Synaptogen: A cross-domain generative device model for large-scale neuromorphic circuit design

TL;DR

A fast generative modeling approach for resistive memories that reproduces the complex statistical properties of real-world devices and achieves read/write speeds several orders of magnitude higher than a variability-aware physics-based compact model and faster than even a simplified and deterministic compact model.

Abstract

We present a fast generative modeling approach for resistive memories that reproduces the complex statistical properties of real-world devices. To enable efficient modeling of analog circuits, the model is implemented in Verilog-A. By training on extensive measurement data of integrated 1T1R arrays (6,000 cycles of 512 devices), an autoregressive stochastic process accurately accounts for the cross-correlations between the switching parameters, while non-linear transformations ensure agreement with both cycle-to-cycle (C2C) and device-to-device (D2D) variability. Benchmarks show that this statistically comprehensive model achieves read/write throughputs exceeding those of even highly simplified and deterministic compact models.

Figures (12)

• Figure 1: The ReRAM chip layout in the MAD200 process design kit (left) and an optical image of the fabricated 1T1R ReRAM array (right).
• Figure 2: Simplified circuit diagram showing a connected vector of 512 1T1R ReRAM devices which were individually selected for measurement of model training data.
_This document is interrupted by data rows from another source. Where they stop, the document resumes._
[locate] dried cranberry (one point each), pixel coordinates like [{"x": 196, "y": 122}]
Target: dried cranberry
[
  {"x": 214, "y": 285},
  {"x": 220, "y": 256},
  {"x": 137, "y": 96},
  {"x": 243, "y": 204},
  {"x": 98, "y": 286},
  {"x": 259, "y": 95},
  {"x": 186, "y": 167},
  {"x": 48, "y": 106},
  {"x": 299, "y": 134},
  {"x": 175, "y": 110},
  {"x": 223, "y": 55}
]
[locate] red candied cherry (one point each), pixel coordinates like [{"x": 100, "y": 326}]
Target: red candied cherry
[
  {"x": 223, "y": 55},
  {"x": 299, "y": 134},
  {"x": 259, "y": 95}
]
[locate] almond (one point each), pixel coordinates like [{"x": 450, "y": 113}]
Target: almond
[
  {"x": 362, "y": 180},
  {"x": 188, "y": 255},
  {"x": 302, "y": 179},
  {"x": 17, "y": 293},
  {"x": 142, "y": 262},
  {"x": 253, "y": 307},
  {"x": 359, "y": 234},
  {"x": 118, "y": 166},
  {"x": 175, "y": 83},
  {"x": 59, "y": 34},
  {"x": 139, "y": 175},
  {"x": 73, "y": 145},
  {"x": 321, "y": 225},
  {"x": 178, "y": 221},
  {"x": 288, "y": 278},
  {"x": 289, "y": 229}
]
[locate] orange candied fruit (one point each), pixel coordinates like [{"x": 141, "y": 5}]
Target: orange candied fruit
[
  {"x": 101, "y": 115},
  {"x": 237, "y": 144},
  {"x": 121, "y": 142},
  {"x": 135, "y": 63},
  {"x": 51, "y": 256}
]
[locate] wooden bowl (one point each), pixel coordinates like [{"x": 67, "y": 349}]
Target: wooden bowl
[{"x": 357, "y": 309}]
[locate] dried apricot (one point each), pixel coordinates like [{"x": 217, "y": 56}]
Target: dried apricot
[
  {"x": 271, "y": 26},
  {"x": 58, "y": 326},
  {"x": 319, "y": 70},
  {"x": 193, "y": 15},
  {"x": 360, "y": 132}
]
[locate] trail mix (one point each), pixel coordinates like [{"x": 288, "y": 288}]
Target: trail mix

Transistor bodies ("Gnd" terminal) were biased to -1.8 V as bipolar voltage sweeps were applied to the WL and current was measured at the respective BL (at 0 V).
• Figure 3: Graphical depiction of the VAR($p$) base process used to reproduce memory cycling statistics. Past features within cycle range $p$ have a linear deterministic impact on future values, and a 4-dimensional white noise process $\epsilon_n$ contributes stochasticity to each feature.
• Figure 4: An overview of the generative modeling approach. Training direction: (A) collect $I, V$ data ($N$ cycles $\times$$M$ devices), (B) extract feature vectors, (C) learn a distribution of normalizing transformations, (D) fit a stochastic process (VAR) to the normalized data. Generative direction: (E) realize an independent VAR process for each simulated cell, (F) apply device-specific random de-normalizing transformations to the VAR outputs, (G) as voltages are applied, reconstruct $I, V$ dependence of each cell.
• Figure 5: A standardizing affine transformation applied to a representative sample of 20 different devices. The forward transformation $\bm{\Psi}_m$ is applied in the training direction as a first step to normalize the feature distributions. Here, $\bm{\mu}_m$ and $\bm{\sigma}_m$ are the sample means and standard deviations of the feature vectors for device $m$ across all cycles. The inverse transformation is used in the generative direction, where $\bm{\mu}_m^*$ and $\bm{\sigma}_m^*$ are sampled from a distribution estimated from the entire training set.